“[L]ack of good faith in a SIPA [Securities Investor Protection Act] liquidation applies an inquiry notice, not willful blindness, standard, and that a SIPA trustee does not bear the burden of pleading the transferee’s lack of good faith,” held the U.S. Court of Appeals for the Second Circuit on Aug. 30, 2021 in In re Bernard L. Madoff Investment Securities, LLC, 2021 WL 3854761, 91 (2d Cir. Aug. 30, 2021) (Madoff). Reversing the district court’s imposition of federal securities law in this fraudulent transfer action, the Second Circuit applied federal bankruptcy law when holding that good faith is an affirmative defense under sections 548(c) and 550(b)(1).

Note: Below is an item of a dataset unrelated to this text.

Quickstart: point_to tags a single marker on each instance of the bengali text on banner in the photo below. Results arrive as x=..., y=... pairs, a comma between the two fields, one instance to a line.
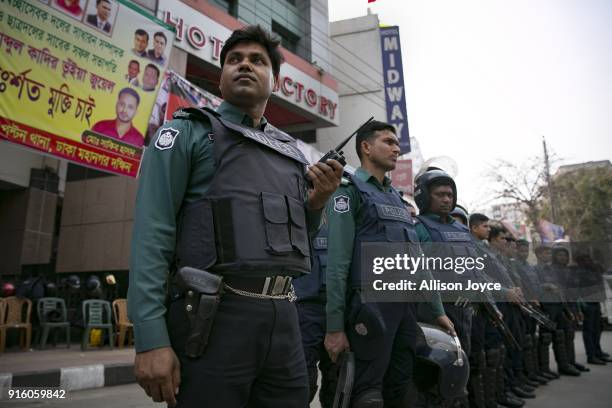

It rejected the district court’s requiring the trustee to” bear the burden of pleading the transferee’s lack of good faith,” Id. at 17, refusing to depart “from the well-established rule that the defendant bears the burden of pleading an affirmative defense.” Id. at 57.
The Madoff decision makes the following essential points:
- A SIPA liquidation is to be conducted like a Chapter 7 bankruptcy liquidation;
- The federal securities laws do not apply in a SIPA liquidation;
- Federal bankruptcy law, not securities law, governs fraudulent transfer litigation in a SIPA liquidation (“… no reason to depart from the meaning of the good faith defense under [Code] Section 548 and 550 as it is applied in an ordinary bankruptcy [case].”). 2021 WL 3854761 at 15.
- “… SIPA does not compel departing from the well-established burden-of-pleading rules … [meaning that] the initial or subsequent transferee bears the burden of pleading good faith.”
- “[P]lacing the burden to plead good faith on the initial and subsequent transferees does not contradict the goals of SIPA.” , at 18.